Times are tough for young adults. Jobs are hard to find, and the amount of outstanding student loan debt in the U.S. is staggering. Still, there are some states where conditions are much more favorable to young people.
In an exclusive analysis of nine economic and lifestyle factors, MoneyRates.com has identified 10 states where youth rules. For young people looking to get a strong start in life, these 10 states might be good places to find opportunity. Here are the criteria that determined the rankings:
- Employment for young people, based on the unemployment rate among people age 20-24, from the Bureau of Labor Statistics.
- Insurance costs for young drivers, based on figures from Insure.com.
- Cost of a college education, based on an average of public and private four-year annual college tuition costs, as reported by The College Board.
- Affordability of housing, based on median rental costs from the Census Bureau.
- Youth-oriented retailing, based on the number of Abercrombie & Fitch stores per million residents. While A&F might not be everyone's taste, it is a good indicator of the amount of youth-oriented retailing in a given place.
- Nightlife, based on the number of bars in the state that made Esquire Magazine's list of the Best Bars in America, per million residents.
- Healthfulness, for those who prefer mornings in the gym to nights on the town, MoneyRates.com also included data on the number of each state's fitness clubs, from the International Health, Racquet & Sportsclub Association (IHRSA).
- The youthfulness of the state, based on Census Bureau figures for the percentage of the state's population in the 18-24 age group.
- Availability of living space, based on rental vacancy rates from the Census Bureau.

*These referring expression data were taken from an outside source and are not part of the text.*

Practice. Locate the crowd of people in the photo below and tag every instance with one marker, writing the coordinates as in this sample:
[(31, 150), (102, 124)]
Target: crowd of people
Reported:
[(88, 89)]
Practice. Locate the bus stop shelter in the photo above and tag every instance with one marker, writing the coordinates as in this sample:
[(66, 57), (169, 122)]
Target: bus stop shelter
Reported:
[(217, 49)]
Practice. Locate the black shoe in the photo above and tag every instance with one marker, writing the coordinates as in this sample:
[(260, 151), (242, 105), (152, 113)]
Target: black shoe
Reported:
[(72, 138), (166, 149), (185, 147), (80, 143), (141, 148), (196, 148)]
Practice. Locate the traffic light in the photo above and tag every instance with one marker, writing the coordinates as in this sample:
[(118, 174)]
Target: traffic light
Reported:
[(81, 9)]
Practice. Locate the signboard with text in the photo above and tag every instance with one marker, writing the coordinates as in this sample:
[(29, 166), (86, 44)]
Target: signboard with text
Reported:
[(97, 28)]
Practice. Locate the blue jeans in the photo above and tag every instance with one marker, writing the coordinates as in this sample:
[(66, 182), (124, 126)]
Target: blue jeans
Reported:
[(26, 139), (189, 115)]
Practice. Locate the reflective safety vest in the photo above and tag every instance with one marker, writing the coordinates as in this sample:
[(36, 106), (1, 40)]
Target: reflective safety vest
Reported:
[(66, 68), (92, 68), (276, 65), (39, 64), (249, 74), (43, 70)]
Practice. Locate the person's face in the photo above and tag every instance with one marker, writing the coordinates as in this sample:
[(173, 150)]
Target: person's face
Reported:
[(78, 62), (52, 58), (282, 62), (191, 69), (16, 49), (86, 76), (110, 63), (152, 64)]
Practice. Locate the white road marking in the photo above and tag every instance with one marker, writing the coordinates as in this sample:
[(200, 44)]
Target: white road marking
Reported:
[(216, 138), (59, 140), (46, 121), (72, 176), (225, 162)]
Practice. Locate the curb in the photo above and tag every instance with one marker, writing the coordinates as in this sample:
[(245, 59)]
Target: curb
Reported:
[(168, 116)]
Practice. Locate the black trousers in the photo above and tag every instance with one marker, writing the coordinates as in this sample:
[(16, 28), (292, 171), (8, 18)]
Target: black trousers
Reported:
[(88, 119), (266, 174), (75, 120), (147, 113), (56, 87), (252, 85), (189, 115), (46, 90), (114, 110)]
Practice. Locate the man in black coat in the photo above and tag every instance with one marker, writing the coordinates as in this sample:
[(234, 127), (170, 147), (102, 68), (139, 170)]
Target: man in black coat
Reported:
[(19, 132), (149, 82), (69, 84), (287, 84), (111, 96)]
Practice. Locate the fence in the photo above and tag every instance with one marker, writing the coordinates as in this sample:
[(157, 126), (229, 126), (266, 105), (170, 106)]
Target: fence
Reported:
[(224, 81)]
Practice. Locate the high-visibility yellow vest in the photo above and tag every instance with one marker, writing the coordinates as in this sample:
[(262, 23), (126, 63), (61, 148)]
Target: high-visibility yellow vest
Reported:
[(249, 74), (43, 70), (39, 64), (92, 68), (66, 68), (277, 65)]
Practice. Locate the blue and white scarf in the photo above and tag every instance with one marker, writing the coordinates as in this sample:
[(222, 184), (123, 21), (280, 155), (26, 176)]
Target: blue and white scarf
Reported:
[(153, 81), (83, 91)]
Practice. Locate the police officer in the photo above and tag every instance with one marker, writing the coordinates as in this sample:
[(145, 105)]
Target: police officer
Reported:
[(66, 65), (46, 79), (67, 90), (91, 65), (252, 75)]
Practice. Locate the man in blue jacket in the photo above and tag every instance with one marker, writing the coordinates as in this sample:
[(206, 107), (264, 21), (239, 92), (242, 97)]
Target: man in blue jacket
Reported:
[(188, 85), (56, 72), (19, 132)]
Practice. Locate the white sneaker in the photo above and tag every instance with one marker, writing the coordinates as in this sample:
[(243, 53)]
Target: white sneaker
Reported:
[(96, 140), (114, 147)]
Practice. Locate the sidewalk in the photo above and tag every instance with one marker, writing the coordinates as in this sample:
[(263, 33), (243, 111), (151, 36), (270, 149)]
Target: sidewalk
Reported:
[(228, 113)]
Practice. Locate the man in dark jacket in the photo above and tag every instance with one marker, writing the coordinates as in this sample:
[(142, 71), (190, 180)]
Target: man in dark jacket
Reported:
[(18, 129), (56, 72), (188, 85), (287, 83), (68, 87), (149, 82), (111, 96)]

10 states where youth rules
Analyzing this data revealed some surprising top performers. Here are the states that came out on top:
1. North Dakota
While North Dakota may not be the first place you think of when it comes to youth culture, given how tough things are for young people these days, it might be wise to look somewhere off the beaten path. North Dakota's booming economy gave it very high marks across the board in economic categories, and it did just well enough in the lifestyle categories to grab the top spot.
2. South Dakota
Not surprisingly, South Dakota's profile is very similar to its northern neighbor's. It does very well on economic factors affecting young people, and holds its own on lifestyle factors.
According to Insure.com, Iowa has the cheapest average auto insurance premiums in the 20-24 age bracket. On the lifestyle side, it also has a very high number of fitness clubs and top-rated bars relative to its population.
Like Iowa, Montana has a surprisingly high number of health clubs and top-rated bars for its population size. It's also a good place to find inexpensive rents, college tuition and youth insurance rates.
Though it does not score particularly well in the lifestyle categories, Nebraska is the second-easiest state (behind North Dakota) for young people to find a job. Nebraska also offers low rental and education costs.
College costs are very low in this state, and there are a surprising amount of top-rated bars and youth-oriented stores for such a small state. Just try to live in a city where you can use public transportation, though, since Insure.com reports that Delaware has the nation's highest auto insurance premiums in the 20-24 age group.
This state's population is one of the nation's more youthful, and they're into fitness too: Based on IHRSA figures, Vermont has more fitness clubs per capita than any other state. But you might want to put off moving there until after college, since average four-year tuition costs are among the highest in the nation.
Since it is one of the most youthful states in the country, perhaps it should be no surprise that Alaska offers some attractive stats in most of the lifestyle categories -- if you don't mind the cold, of course. The tough part is finding a place to live: According to the Census Bureau, Alaska has the nation's lowest rental vacancy rate.
While not great on most lifestyle factors, Utah has very low unemployment among young adults, and the lowest average cost of four-year colleges.
10. New Hampshire
Despite scoring high on the availability of bars, fitness clubs and youth-oriented stores, New Hampshire's population is relatively low on young adults. That's a pity, because unemployment for that demographic is relatively low there.
Again, it's an unconventional list, but there must be something to it: Eight of the 10 states listed above have a greater portion of 18 to 24-year-olds than most states, so they are attracting young people. If you are a young adult looking for a more welcoming environment, you might want to join them.